Trade-offs are also relevant to the scope of an evaluation. There are myriad process and outcome measures that may be relevant, all of which may compete for resources. Thus, the scope of an evaluation framework will depend largely on cost, logistics, the degree of stakeholder engagement and collaboration, and the research team’s capacity. Different types of measures are important in early, intermediate, and late stages of implementation. Thus, careful planning, including the development of conceptual diagrams that are created with input from (or consideration of) other stakeholders, will help identify priorities and define the scope of the evaluation, given the resources of the research team. Engaging stakeholders throughout the process will help foster an evaluation plan that is “meaningful, measurable and manageable.”13

Finally, trade-offs may also manifest in the balance of internal and external validity of the study. When evaluating the impact of a new policy on a health impact, preserving internal validity (by representing an appropriate counterfactual and minimizing sources of bias) is critical for understanding whether the policy works. Natural experimental studies, which are always conducted in real-world settings, generally compromise some degree of internal validity when compared with studies in tightly controlled laboratory settings. More rigorous demonstration of external validity would require evaluations to be replicated across heterogeneous regions or among a range of subpopulations.15 For example, HFFIs have been evaluated in a range of studies, but these evaluations typically focus on a single store in a single community. Although it can be tempting to assume that conclusions about the effectiveness of HFFI from these studies will apply to other communities, such generalizations may not be warranted.

Considering the continued interest in using the food retail setting as a lever to improve access, affordability, and selection of healthier foods, the increasing number of voluntary corporate pledges, and the proliferation of SSB taxes and other local, state, and federal regulatory options to improve diet and reduce obesity, the use of natural experimental studies to evaluate these policies is likely to increase over time. Because of their inherent design, natural experimental evaluations will almost certainly never be free from methodological concerns, especially as they relate to causality assessment.

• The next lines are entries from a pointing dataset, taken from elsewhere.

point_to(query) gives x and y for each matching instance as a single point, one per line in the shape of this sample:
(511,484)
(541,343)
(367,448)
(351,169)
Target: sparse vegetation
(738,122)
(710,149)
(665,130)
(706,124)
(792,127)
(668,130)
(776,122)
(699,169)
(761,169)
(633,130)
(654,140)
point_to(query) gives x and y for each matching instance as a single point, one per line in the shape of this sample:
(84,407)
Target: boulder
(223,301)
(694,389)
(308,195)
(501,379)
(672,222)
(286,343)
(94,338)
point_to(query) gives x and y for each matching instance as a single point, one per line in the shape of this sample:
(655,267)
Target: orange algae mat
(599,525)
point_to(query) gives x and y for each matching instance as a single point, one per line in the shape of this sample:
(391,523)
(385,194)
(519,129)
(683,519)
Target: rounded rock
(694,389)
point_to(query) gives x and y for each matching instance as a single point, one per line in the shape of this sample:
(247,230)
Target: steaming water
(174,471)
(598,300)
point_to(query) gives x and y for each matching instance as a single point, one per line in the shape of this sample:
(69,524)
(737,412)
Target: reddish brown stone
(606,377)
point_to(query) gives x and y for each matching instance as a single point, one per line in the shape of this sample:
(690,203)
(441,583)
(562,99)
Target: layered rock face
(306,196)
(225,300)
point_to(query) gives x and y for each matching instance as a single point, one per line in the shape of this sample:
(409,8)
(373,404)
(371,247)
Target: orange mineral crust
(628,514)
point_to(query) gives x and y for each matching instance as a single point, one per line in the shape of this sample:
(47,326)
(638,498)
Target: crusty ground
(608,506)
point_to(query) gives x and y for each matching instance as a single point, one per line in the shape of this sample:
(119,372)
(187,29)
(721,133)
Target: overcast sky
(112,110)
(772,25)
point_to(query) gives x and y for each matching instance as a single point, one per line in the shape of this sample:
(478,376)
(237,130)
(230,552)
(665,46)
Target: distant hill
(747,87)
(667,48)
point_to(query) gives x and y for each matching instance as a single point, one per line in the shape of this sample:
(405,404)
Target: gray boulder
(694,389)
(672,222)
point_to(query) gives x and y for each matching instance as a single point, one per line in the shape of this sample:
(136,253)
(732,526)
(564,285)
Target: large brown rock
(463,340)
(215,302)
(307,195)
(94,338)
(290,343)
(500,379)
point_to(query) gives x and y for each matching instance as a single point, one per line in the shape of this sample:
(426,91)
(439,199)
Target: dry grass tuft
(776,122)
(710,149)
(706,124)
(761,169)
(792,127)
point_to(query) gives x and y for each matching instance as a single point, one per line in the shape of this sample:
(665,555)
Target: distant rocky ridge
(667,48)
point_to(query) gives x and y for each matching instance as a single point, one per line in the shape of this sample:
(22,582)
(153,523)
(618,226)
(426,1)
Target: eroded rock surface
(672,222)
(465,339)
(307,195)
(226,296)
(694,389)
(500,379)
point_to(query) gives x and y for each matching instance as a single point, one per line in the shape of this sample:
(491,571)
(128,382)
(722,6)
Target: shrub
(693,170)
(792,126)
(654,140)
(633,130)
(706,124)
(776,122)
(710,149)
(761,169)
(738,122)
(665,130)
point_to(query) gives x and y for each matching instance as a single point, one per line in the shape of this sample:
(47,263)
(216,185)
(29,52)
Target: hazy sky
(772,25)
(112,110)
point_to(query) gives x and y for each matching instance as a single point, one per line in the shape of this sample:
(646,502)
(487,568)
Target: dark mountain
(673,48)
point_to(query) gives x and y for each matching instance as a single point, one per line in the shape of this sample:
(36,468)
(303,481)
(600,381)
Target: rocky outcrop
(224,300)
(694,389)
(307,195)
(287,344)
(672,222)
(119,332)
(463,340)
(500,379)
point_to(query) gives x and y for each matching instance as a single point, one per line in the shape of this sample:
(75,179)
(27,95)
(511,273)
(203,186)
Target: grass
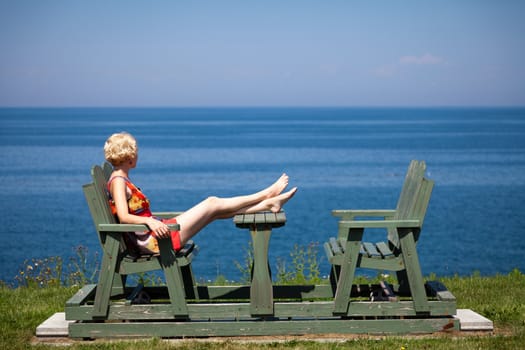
(499,298)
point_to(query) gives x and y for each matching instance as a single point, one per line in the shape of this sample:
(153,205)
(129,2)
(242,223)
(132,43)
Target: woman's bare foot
(277,187)
(276,203)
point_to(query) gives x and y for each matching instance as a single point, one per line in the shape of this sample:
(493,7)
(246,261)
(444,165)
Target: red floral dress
(138,204)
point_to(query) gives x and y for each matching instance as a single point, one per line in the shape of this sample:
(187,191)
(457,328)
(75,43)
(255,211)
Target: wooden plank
(255,328)
(380,223)
(82,295)
(385,251)
(236,310)
(371,250)
(335,246)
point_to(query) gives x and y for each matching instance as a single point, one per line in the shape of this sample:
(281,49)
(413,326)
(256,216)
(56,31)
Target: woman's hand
(160,229)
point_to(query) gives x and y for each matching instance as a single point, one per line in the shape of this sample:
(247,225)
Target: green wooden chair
(118,261)
(403,225)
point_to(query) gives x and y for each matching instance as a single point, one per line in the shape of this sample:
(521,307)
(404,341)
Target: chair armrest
(349,214)
(130,227)
(167,214)
(379,223)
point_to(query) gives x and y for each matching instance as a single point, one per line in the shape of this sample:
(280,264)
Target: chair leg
(189,282)
(107,276)
(413,270)
(174,279)
(348,267)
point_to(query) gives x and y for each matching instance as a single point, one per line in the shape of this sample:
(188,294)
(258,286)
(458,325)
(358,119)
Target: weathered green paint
(261,327)
(183,309)
(399,254)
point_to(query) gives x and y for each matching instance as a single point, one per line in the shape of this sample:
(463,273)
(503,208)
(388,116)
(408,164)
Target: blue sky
(262,53)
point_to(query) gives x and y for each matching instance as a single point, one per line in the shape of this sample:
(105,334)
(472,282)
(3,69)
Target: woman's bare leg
(212,208)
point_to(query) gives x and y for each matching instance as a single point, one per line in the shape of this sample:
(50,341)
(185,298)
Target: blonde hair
(120,148)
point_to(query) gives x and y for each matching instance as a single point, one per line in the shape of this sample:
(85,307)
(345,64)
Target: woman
(130,205)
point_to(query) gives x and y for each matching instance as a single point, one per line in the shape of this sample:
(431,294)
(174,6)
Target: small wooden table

Most decisions regarding trade-offs are context-specific, meaning that there is no “right” study design decision. Careful consideration of key methodological challenges outlined in this article can help ensure that scholars, policymakers, and other key stakeholders are able to rigorously assess the impact of policies and programs on food access, availability, and intake and inform decisions about priorities and investments for the future.

Supplementary Material

Supplementary Appendix

Acknowledgments

The authors thank the Healthy Eating Research program of the Robert Wood Johnson Foundation, and especially the Healthy Food Retail working group, for their support. The authors are thankful for the Carolina Population Center for training support (T32 HD007168) and general support (P2C HD050924).

Author contributions. LTS and CEC co-led the Healthy Food Retail Methods work group that produced this manuscript. AG led the literature review on which the manuscript is based. All authors (LTS, AG, SF, DGT, LL, CEC) contributed to the conceptualization, drafting, content editing, and final review of this manuscript.

Funding. This work was supported by the Healthy Eating Research program of the Robert Wood Johnson Foundation, specifically the Healthy Food Retail work group. This work was also supported by the Carolina Population Center (T32 HD007168 and P2C HD050924).

Declaration of interest. The authors have no relevant interests to declare.

Supporting Information

The following Supporting Information is available through the online version of this article at the publisher’s website.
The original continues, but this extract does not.